Hoy he leído una carta que me llegó hace cinco años. En su día lo único que entendí fue la fecha -20 de abril del 2000- y el remitente, mi amiga Tian Meng, de Dagang. La abrí expectante -no se reciben cartas de China todos los días- y me llevé una sorpresa. Sus dos cartas anteriores estaban escritas en inglés, y eran fáciles de entender. Pero esta, estaba escrita en chino, del todo. Y era bonita, era preciosa, un montón de ideogramas pintados con rotulador negros, pequeños como chispas, uno detrás de otro. Cinco folios de dibujos precisos, parecían vivos. Pasé un buen rato mirando su letra china, casi hasta el punto de empezar a darle un sentido. Me pareció increíble que alguien fuera capaz de llenar cinco folios con esa letra. Noté que hacia el final de la carta las letras se iban desmejorando, siendo más desgarbadas, seguramente había ya pillado carrerilla en el discurso y escribía cada vez más rápido. Pasa cuando cuentas algo auténtico, no puedes parar.

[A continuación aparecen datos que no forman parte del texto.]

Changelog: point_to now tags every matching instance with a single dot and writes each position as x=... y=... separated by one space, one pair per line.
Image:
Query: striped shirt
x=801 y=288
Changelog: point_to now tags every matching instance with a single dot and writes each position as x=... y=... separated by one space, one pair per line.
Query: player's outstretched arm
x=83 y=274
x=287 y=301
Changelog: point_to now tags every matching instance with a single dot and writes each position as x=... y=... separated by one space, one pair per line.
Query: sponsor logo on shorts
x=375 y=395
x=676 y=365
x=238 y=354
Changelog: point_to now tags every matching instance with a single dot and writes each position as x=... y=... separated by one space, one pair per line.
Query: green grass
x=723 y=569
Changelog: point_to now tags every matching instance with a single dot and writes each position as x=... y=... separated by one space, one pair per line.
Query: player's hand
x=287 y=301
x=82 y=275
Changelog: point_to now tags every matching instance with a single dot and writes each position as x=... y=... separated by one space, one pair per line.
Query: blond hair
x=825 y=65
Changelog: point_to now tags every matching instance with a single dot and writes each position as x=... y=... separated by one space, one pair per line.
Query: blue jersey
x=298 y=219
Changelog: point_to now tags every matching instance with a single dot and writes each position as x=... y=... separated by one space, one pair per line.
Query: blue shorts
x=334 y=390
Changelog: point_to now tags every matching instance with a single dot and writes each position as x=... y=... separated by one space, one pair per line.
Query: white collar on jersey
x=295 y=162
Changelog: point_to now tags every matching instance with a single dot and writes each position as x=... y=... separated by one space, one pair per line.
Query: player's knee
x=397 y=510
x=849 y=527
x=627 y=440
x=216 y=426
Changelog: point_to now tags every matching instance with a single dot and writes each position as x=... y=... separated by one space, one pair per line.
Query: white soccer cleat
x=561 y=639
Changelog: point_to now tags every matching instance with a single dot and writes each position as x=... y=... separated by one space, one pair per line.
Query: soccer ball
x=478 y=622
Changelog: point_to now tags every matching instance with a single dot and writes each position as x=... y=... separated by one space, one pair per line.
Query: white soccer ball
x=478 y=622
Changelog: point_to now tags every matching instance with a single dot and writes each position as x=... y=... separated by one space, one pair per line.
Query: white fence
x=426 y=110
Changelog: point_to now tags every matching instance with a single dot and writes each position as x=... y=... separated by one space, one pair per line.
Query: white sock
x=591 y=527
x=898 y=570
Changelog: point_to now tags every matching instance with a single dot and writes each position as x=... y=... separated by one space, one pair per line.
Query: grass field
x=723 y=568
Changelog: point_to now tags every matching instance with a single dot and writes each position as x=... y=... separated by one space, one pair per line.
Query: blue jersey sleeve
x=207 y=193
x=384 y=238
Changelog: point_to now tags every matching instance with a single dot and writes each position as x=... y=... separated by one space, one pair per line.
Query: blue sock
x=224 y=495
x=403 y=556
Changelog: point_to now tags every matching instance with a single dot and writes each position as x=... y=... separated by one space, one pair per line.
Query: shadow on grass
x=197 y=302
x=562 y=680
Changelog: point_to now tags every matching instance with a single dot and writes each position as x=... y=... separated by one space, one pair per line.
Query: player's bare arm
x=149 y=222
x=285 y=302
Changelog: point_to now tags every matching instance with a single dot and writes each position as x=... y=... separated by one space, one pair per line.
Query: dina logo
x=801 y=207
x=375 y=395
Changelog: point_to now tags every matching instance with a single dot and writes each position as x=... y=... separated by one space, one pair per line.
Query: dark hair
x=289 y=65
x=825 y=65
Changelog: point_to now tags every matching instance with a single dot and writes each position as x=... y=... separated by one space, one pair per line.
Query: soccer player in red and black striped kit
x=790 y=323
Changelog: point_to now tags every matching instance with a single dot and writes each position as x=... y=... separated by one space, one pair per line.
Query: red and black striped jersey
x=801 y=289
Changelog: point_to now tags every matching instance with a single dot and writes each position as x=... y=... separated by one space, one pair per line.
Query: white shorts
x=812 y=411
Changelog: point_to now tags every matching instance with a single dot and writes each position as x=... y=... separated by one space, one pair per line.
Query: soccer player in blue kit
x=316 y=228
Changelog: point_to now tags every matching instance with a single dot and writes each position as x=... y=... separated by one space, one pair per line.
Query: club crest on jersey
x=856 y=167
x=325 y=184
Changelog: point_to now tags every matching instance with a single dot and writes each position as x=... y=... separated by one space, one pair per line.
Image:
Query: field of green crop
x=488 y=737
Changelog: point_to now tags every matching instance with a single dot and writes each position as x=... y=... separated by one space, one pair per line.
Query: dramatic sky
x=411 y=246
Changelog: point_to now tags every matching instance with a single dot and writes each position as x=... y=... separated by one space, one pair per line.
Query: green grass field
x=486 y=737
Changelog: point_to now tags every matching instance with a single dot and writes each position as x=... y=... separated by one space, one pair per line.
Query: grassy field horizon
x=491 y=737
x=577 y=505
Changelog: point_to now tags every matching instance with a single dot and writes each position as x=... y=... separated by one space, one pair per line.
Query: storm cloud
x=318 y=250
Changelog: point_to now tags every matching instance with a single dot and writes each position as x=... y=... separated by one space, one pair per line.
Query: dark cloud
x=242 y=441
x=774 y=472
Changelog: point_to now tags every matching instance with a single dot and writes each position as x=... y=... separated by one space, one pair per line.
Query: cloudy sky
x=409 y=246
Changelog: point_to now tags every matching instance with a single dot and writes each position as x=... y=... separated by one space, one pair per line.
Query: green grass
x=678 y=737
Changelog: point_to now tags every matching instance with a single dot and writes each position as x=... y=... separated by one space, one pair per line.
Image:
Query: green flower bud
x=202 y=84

Dejé la carta en un cajón mucho tiempo, años, incapaz de leerla. De vez en cuando la sacaba y volvía a repasar los ideogramas. Seguían igual de vivos. Hace poco encontré a alguien que me la tradujo, empezó a leer con voz segura, esos dibujos que tenían ya cinco años de vida. Mi amiga Tian Meng me contaba pequeños detalles de su vida, como en sus otras cartas, me contaba que me apreciaba mucho, me contaba que le gustaría saber más de mí y de lo que pasaba a tantos kilómetros. En las últimas líneas me pedía disculpas por escribir en chino, y me decía que estaba segura que encontraría un traductor. Mañana, cinco años después, le contestaré.